I believe it is no accident that these are the same people responsible for attacks on evolutionary theory. I am compelled to comment, as a Christian, that it is very sad that active and creative fellow Christians are spending their time on such academic, futile and ultimately counter-productive campaigns. I have yet to find a single example of someone put off God because they have been told that evolution by natural selection is the best scientific theory we have to explain the origin of species. I know several who are put off by right-wing 'evangelists'. Any scientific theory about the origin of species is irrelevant to Christ's core principle: love God and love one-another.
Contrast this with neo-classical economics which is about how we live, and how we relate to one another. The application of economic theory regulates what most of us do as work, it orders priorities in public life, determines the levels of poverty and wealth and is a major factor in power relationships among people. Christ had plenty to say about such matters. The theory of evolution simply provides a scientific explanation of natural phenomena which may be useful to some sorts of biological research. In scale it is a speck to the economic plank.

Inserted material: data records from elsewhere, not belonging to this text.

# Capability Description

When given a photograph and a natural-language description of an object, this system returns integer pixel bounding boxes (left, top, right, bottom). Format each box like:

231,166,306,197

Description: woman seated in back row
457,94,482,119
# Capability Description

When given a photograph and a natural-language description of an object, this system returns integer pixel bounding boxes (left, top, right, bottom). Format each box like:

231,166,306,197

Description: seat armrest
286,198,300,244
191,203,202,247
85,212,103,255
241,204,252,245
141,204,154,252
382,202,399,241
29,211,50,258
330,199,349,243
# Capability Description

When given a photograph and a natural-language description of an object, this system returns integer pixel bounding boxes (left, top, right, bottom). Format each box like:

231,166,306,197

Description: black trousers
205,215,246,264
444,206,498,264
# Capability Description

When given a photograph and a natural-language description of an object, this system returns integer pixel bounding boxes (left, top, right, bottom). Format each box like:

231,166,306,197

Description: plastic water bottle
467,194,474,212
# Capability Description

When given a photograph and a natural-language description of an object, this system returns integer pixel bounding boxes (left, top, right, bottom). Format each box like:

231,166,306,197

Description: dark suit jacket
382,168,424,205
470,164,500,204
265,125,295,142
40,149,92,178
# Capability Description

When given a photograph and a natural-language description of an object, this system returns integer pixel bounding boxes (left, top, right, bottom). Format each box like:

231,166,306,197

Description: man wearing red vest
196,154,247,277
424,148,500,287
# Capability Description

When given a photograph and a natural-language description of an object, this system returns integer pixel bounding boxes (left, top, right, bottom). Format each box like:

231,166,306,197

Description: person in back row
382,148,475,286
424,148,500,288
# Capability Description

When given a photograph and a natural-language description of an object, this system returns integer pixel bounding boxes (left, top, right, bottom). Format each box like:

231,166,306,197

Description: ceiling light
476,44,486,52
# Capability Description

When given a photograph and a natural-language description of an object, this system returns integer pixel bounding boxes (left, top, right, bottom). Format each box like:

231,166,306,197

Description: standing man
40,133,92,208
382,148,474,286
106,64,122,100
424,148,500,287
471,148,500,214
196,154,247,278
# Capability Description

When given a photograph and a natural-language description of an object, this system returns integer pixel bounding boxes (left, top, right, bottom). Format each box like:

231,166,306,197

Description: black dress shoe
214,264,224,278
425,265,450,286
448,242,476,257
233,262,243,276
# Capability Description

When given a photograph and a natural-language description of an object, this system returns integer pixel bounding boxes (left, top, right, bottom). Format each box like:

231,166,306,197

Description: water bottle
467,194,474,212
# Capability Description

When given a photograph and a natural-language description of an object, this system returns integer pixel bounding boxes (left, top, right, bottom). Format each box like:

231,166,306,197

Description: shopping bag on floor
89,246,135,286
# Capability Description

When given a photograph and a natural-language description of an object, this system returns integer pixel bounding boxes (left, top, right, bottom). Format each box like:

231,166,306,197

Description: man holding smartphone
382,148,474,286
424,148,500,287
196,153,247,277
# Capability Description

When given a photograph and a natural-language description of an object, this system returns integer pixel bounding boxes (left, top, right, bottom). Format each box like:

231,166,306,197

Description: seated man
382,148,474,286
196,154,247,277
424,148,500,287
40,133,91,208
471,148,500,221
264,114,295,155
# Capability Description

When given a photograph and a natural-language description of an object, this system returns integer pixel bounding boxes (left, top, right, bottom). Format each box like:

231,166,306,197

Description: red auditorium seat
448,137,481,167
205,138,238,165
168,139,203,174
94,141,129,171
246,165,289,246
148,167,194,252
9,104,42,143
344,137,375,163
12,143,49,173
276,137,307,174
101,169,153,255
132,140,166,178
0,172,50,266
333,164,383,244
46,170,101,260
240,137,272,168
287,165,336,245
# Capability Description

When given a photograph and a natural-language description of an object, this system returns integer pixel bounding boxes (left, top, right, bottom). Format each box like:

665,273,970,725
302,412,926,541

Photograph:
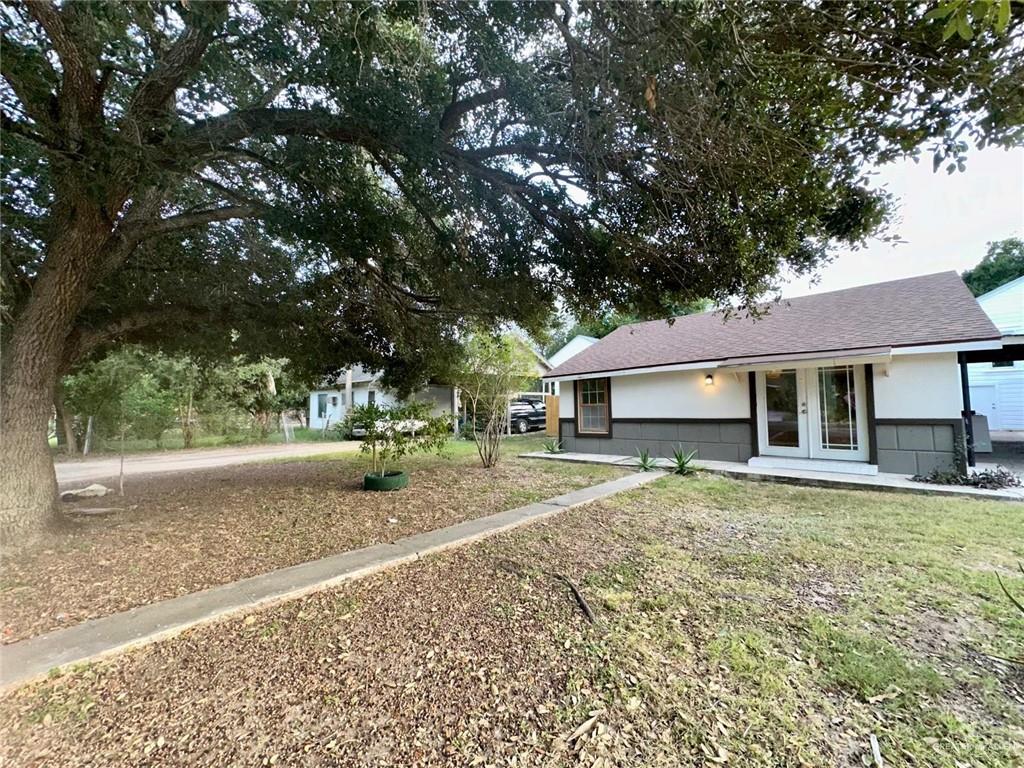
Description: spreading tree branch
439,84,508,137
127,2,227,122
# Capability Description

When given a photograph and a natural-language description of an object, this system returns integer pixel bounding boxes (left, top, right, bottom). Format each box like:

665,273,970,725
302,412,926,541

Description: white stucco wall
978,278,1024,336
611,371,751,419
558,370,751,419
308,389,345,429
874,352,964,419
558,381,575,419
548,336,597,368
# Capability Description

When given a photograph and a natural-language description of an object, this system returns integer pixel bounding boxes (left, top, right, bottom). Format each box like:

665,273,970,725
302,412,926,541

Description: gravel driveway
55,440,359,486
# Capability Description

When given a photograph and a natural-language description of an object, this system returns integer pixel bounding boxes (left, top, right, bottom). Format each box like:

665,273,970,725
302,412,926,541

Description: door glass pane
818,366,857,451
765,371,800,447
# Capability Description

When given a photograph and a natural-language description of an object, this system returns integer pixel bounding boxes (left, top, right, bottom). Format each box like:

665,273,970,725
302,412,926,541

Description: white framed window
577,379,611,434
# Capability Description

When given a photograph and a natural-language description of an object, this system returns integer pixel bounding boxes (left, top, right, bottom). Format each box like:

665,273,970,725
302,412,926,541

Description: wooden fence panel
544,394,558,438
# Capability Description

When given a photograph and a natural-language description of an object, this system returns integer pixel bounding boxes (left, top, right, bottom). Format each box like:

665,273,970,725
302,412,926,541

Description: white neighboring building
968,278,1024,430
544,334,597,394
309,366,459,429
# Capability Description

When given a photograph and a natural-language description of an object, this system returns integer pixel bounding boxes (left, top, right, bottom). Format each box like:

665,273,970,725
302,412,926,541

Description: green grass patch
804,615,946,700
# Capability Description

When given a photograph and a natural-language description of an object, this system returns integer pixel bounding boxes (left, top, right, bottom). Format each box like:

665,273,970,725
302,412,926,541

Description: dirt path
55,440,359,486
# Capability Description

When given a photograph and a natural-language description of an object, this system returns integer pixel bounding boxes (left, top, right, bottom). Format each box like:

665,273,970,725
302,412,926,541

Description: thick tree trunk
0,374,57,547
0,201,112,547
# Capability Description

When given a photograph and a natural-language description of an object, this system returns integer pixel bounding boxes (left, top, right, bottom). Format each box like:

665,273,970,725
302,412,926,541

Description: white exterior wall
309,383,452,429
558,370,751,419
978,278,1024,336
548,336,597,368
558,381,575,419
611,370,751,419
968,360,1024,429
874,352,964,419
308,389,345,429
968,278,1024,429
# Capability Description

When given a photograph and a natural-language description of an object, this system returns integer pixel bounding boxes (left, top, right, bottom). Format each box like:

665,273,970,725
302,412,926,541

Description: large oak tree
0,0,1024,541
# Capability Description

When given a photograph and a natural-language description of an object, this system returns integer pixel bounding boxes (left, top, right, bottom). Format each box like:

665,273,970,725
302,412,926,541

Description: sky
782,147,1024,298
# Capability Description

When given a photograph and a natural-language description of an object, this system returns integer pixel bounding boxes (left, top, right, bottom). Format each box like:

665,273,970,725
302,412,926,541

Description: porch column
956,352,975,467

If the assumptions of neo-classical economics were correct, then it would all be a very serious violation of Christ's teaching, happily they are not. If classical economic theory remained as it was intended, a mere mathematical model of market place behaviour, then the only sin would be one of poor modelling. The really serious assault on Christian values comes from the modern practice of using these abstract assumptions as normative injunctions: that we should be selfish, that we should consume without restraint and that we should not concern ourselves with the consequences of our economic behaviour. To follow these precepts is indeed a sin.

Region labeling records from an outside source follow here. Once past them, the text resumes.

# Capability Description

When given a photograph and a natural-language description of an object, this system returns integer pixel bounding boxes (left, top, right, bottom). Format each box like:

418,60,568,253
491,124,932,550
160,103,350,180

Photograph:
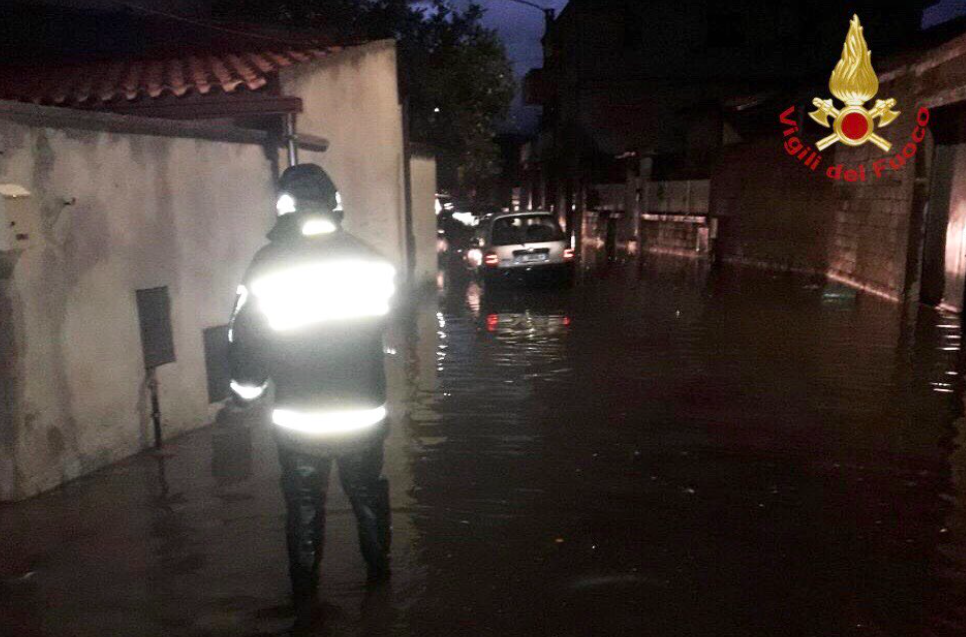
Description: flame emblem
809,15,899,151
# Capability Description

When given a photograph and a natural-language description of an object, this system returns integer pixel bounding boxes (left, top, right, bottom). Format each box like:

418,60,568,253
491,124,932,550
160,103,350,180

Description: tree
215,0,515,188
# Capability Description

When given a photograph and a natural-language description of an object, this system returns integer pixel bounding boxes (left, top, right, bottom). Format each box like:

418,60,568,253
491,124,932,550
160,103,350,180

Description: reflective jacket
229,221,395,453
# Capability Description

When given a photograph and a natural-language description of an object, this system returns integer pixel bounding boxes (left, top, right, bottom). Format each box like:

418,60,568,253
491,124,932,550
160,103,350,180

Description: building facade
0,42,436,500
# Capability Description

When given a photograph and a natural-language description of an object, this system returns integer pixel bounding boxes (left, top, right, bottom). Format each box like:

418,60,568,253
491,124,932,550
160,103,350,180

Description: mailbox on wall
0,184,40,252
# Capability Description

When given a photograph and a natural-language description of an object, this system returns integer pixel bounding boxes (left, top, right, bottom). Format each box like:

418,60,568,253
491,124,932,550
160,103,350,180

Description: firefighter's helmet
276,164,342,223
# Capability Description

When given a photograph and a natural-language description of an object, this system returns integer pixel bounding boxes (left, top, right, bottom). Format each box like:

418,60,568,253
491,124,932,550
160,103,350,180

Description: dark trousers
279,440,391,595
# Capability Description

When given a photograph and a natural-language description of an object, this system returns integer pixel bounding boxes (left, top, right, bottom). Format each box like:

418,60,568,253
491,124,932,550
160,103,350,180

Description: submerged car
467,211,574,284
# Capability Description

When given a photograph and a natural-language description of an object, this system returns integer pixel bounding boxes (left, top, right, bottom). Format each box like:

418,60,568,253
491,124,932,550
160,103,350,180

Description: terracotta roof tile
0,47,338,108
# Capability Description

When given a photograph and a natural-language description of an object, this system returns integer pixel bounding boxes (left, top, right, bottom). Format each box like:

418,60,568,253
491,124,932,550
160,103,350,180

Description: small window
137,286,175,369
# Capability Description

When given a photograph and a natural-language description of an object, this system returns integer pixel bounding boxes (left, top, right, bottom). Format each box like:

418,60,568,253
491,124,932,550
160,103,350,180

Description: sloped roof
0,46,341,108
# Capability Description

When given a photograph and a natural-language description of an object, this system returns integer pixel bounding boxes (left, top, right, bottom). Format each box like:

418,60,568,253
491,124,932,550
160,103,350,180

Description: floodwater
0,259,966,637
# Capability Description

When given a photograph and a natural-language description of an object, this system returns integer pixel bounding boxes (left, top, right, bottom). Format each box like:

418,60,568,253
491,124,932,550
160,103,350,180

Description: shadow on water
0,259,966,637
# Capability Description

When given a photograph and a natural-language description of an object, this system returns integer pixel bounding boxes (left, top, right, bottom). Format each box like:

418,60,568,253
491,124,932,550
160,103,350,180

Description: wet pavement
0,259,966,637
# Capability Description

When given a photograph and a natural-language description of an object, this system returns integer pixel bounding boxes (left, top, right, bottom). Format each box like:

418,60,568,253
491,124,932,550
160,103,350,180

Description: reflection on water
402,261,966,636
0,259,966,637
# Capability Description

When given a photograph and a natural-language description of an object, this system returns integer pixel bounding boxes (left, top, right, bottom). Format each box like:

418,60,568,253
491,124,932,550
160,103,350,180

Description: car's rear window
490,215,564,246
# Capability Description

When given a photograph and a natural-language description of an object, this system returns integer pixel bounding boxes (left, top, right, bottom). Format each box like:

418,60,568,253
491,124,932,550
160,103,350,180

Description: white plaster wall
280,40,406,268
409,155,437,284
0,120,274,500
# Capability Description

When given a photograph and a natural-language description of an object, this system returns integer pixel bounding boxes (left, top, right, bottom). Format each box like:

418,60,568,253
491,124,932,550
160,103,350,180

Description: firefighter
229,164,395,602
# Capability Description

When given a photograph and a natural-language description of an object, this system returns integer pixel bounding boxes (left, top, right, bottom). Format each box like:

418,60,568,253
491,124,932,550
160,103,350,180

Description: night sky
454,0,567,132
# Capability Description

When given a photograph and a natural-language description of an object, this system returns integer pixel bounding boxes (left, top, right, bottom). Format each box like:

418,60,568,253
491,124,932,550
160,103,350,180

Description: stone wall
410,154,437,284
280,40,406,269
0,42,435,500
711,40,966,300
0,119,274,500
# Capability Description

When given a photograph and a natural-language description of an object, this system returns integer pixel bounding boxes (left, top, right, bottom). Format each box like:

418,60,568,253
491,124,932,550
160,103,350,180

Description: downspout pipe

Where then is the Christian outcry against the modern economic ideal? Where are the pamphlets and public meetings railing against the delusion of the market? Where are the preachers seeking to open people's minds to alternative, Christ-centred economic theories? They have yet to be found.
In summary, the theory of evolution by natural selection is useful and successful in enabling scientists to understand biological observations, but has had little practical effect other than as a victim of misrepresentation. The worst offenders are those right-wing religious fundamentalists who attack evolution. They do this to distract us from Christian criticism of their real faith. It is a faith in the dog-eat-dog economic competition that leads to violations against people, society, nature and Christ. I hope that biologists will make common cause with true believers to lead humanity in respecting nature, leaving room for its diversity to flourish as God intended.